Quanto detto vale anche per le c.d. passività fittizie, di cui si dichiari la sopravvenuta insussistenza, che non possono costituire sopravvenienze nell’anno in cui vengono dichiarate, altrimenti riservando alla discrezionalità del contribuente, mediante l’eliminazione di un componente negativo (dichiarato in un anno) e l’insorgenza di un componente positivo (nell’anno della dichiarazione), la possibilità di modificare le poste contabili (Cass. n. 19219/2017).

Ad avviso della Cassazione, nel caso di specie, l’immodificazione dell’importo delle fatture da ricevere non costituiva affatto un riscontro certo del sopraggiunto venir meno del debito. Mancava cioè il presupposto stesso della sopravvenienza attiva, quale, ad esempio, la cancellazione del debito, a qualunque titolo.

Più in particolare, secondo i giudici di legittimità, un debito iscritto nel 2006 secondo le regole dettate dall’art. 109 comma 1 del TUIR, ancorché non ancora pagato, in assenza di un evento obiettivo di cancellazione della posta passiva, non poteva imputarsi al 2007 quale sopravvenienza attiva.
Se, poi, il debito rilevato nel 2006 fosse stato una passività fittizia, l’accertamento, previa verifica della fittizia iscrizione, avrebbe dovuto essere indirizzato a quell’esercizio (nel caso di specie, al 2006) e non a quello successivo a titolo di sopravvenienza attiva.

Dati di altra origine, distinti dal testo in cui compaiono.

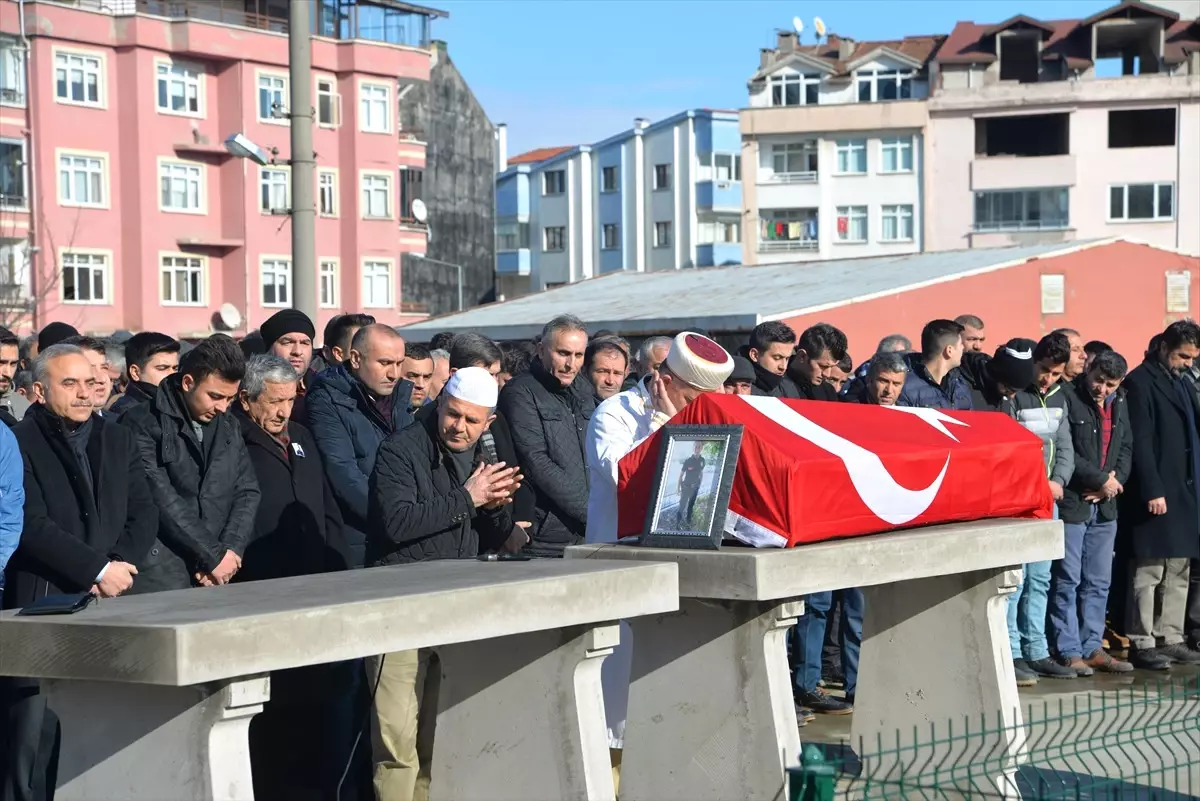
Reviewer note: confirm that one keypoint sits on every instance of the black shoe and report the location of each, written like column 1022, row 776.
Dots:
column 1180, row 652
column 1149, row 658
column 819, row 702
column 1050, row 669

La Suprema Corte ha, quindi, cassato la sentenza della C.T. Reg., affermando il principio di diritto in base al quale l’iscrizione di un debito tra le passività nell’esercizio di competenza, secondo le regole dettate dall’art. 109 comma 1 del TUIR, qualora risulti non ancora assolto in un successivo esercizio, emergendo ad esempio da uno dei registri tenuti ai sensi dell’art. 25 del DPR n. 633/72, non comporta l’automatico riconoscimento e l’imputazione di una sopravvenienza attiva ai sensi dell’art. 88 comma 1 del TUIR, per la quale è invece necessario il sopraggiungere di un evento, in un esercizio successivo a quello di imputazione della passività, che, estinguendo con certezza il costo o il debito registrato nell’esercizio precedente, configuri una posta attiva sopravvenuta.

Peraltro, la rilevazione in bilancio di una posta passiva fittizia non comporta l’iscrizione di una sopravvenienza attiva nell’esercizio in cui la fittizietà è dichiarata o accertata, dovendosi al contrario imputare la rettifica sempre all’esercizio in cui l’iscrizione della componente negativa è avvenuta per falsità.